Hardware Adaptivity: For high-resolution accelerators, dynamic range adaptation, group-of-layer mapping, and SRAM-efficient SFBs are essential for utilization and throughput (Hsu et al., 26 Mar 2025).
Domain-Specific Pitfalls: On uniformly complex images, coarse-to-fine DRIS may fall back to high-resolution global processing, limiting speedup (Zhang et al., 29 Dec 2025).

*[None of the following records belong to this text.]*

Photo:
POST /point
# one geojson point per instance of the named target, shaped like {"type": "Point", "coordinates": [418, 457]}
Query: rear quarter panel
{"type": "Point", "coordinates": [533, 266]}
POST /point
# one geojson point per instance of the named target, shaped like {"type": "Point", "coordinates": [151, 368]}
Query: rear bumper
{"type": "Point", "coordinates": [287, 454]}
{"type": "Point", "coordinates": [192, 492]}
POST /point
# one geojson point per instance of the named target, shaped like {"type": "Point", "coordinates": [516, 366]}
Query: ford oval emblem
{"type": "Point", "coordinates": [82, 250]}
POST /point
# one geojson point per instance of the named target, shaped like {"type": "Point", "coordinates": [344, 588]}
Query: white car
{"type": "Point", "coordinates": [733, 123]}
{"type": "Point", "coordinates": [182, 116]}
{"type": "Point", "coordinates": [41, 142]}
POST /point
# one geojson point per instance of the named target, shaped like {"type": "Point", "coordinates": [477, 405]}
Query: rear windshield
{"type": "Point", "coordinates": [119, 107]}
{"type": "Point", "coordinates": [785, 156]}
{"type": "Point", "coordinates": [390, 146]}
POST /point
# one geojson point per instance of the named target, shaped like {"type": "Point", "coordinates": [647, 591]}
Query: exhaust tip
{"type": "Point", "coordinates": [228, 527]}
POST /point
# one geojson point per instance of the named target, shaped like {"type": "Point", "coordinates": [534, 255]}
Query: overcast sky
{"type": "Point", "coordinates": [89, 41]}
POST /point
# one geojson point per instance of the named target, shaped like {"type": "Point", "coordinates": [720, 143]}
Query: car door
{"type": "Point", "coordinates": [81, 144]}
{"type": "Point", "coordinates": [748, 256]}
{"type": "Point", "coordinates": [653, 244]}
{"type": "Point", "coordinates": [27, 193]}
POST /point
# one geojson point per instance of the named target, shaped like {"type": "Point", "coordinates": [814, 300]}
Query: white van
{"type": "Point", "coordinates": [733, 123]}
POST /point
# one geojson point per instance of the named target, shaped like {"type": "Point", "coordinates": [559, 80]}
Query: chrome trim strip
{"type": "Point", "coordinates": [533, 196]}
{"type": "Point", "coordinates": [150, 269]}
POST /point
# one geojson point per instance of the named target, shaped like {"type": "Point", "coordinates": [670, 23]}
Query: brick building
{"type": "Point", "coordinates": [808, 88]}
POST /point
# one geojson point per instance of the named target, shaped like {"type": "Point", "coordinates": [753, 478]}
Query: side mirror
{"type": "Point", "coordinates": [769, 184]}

Perceptual hash-based view selection is a fast, robust approach for region-level choice in multimodal tasks (Zhao et al., 2024).
Metrics for Robustness: Beyond accuracy, metrics such as Spearman’s ρ, ACE, and RCE are now standard for benchmarking DRIS-enabled models (Li et al., 19 Oct 2025).

7. Outlook and Evolving Trends

Recent works advocate for:

Integration of super-resolution modules to enhance low-res inputs prior to DRIS routing, jointly fine-tuned for task response (Li et al., 19 Oct 2025).
Combinatorial routing for mixed-token models, enabling fine-grained, patch-level allocation based on saliency or task prior (Cui et al., 14 Oct 2025, Zhao et al., 2024).
Multi-stage coarse-to-fine schemes, especially for remote sensing, balancing accuracy and compute by hard thresholding of saliency maps and top-k local ROI refinement (Zhang et al., 29 Dec 2025).
Exploration of continuous-resolution predictors leveraging transformer-based representations and robust loss aggregation, as in DyRA and Elastic-DETR, for standard object detection frameworks (Seo et al., 2024, Seo et al., 2023).

A plausible implication is that future DRIS systems will employ semantic- and task-aware predictors yielding globally optimal allocation of resolution and computation across heterogeneous models, domains, and hardware environments.